Dedicato ad Oscar

Da bambino, intorno agli otto nove anni, accadeva talvolta che verso l’ora di cena mio padre sintonizzasse la televisione su un canale svizzero che trasmetteva frammenti di concerti di quello che per me prima di tutto era un signore di colore dalla corporatura imponente, dal viso calmo e buono e dalle dita velocissime, il cui il nome non mancava di echeggiare spesso in casa mia per via della grande passione di mio padre per il jazz: Oscar Peterson.

Quel pianista che più tardi conobbi come una vera e propria leggenda del jazz stesso, e la cui musica già conoscevo all’epoca per i brani riprodotti da vinili e musicassette in casa ed in auto, alla tv mi affascinava per quella sua espressione bonaria e tranquilla che si fondeva irrimediabilmente con quelle magnifiche e spesso folgoranti melodie che sgorgavano dall’immenso piano che gli stava di fronte; sedevo di fianco a mio padre e lasciavo che quella musica mi riempisse tutto, godendo di quella straordinaria sensazione di vividezza che mi dava.
Attendevo poi la fine del brano per vedere il musicista ringraziare il suo pubblico, con quel suo gesto così caratteristico di unire le palme delle grandi mani di fronte al viso chinando un poco la testa.

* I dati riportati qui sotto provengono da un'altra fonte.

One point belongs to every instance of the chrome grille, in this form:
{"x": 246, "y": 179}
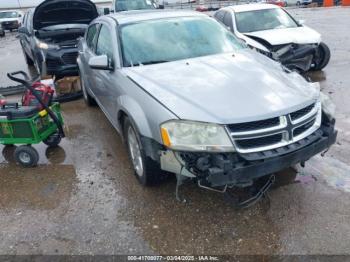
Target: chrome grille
{"x": 260, "y": 141}
{"x": 297, "y": 114}
{"x": 276, "y": 132}
{"x": 249, "y": 126}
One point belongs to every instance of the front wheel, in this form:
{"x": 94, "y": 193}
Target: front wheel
{"x": 53, "y": 140}
{"x": 27, "y": 156}
{"x": 146, "y": 170}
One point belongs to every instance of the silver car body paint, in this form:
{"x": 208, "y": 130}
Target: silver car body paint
{"x": 224, "y": 88}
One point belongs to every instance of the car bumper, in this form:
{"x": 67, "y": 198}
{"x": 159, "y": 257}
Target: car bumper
{"x": 215, "y": 170}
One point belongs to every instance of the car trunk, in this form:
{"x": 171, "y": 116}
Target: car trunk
{"x": 59, "y": 12}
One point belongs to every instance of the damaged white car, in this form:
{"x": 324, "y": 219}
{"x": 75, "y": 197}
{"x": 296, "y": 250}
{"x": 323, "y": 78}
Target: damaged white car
{"x": 272, "y": 31}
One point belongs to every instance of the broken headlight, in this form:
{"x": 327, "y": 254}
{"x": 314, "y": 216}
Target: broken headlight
{"x": 195, "y": 136}
{"x": 328, "y": 106}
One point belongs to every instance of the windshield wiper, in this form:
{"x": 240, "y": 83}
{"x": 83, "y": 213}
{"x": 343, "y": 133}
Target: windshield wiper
{"x": 153, "y": 62}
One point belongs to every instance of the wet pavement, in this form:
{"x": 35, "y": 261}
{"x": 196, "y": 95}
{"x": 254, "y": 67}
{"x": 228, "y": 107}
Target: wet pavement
{"x": 84, "y": 199}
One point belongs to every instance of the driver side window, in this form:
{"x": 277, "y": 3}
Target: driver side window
{"x": 104, "y": 43}
{"x": 91, "y": 36}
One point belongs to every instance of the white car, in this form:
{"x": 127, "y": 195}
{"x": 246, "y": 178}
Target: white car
{"x": 11, "y": 19}
{"x": 271, "y": 30}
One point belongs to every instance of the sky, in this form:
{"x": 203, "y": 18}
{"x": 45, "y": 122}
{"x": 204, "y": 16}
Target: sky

In questi giorni assai duri per me rivado a quei ricordi di bambino e a quelle note che non mi stancherò mai di ascoltare.

5 Commenti

  1. Buongiorno Claudio,

    mi spiace davvero molto apprendere che per te in questo momento è dura, spero possa migliorare presto.

    Oscar Peterson è stato per me il più grande pianista nel suo genere, avrebbe potuto suonare qualsiasi partizione, abile con la mano sinistra come con la destra, pianista incredibile che non mi stanco mai di ascoltare.

    Se ti piace Oscar Peterson forse ti potrà piacere Ahmad Jamal, per saggiare il pianista comincia dal suo disco : Rossiter Road.

    C’è poi una pianista che in questo momento a mio gusto vola più alta di tutti : Hiromi Uehara.
    Pensa, è stata allieva di Oscar Peterson e anche di Ahmad, e si sente.
    Di lei ho tutta la sua discografia, se dovessi consigliarti un disco ti proporrei : Hiromi’s Sonic Bloom: Time Control.
    Prima di ascoltare un suo brano vai a vederla suonare su Youtube, capirai subito.

    Ciao.

  2. Thierry, grazie per i consigli che accolgo a braccia aperti … per Claudio, sono i momenti bui che ci danno modo di apprezzare la vita… tieni duro!

  3. Ho davvero voglia di ascoltarlo, Oscar… sai, io amo la musica e da quando era ancora in fasce (adesso ha quasi un anno di vita) a mio figlio canto e faccio ascoltare musica, anche musica classica. Lui sembra amarla molto, pensa che balla su qualsiasi ritmo, addirittura balla sentendo il canto delle cicale o lo sciabordio dell’acqua. Leggendoti, ho sperato in cuor mio che un giorno, il mio piccolo, abbia gli stessi ricordi amorevoli che hai tu con tuo padre e me lo auguro davvero, per lui.
    Grazie ancora per le emozioni che mi dài e tieni duro! Un abbraccio.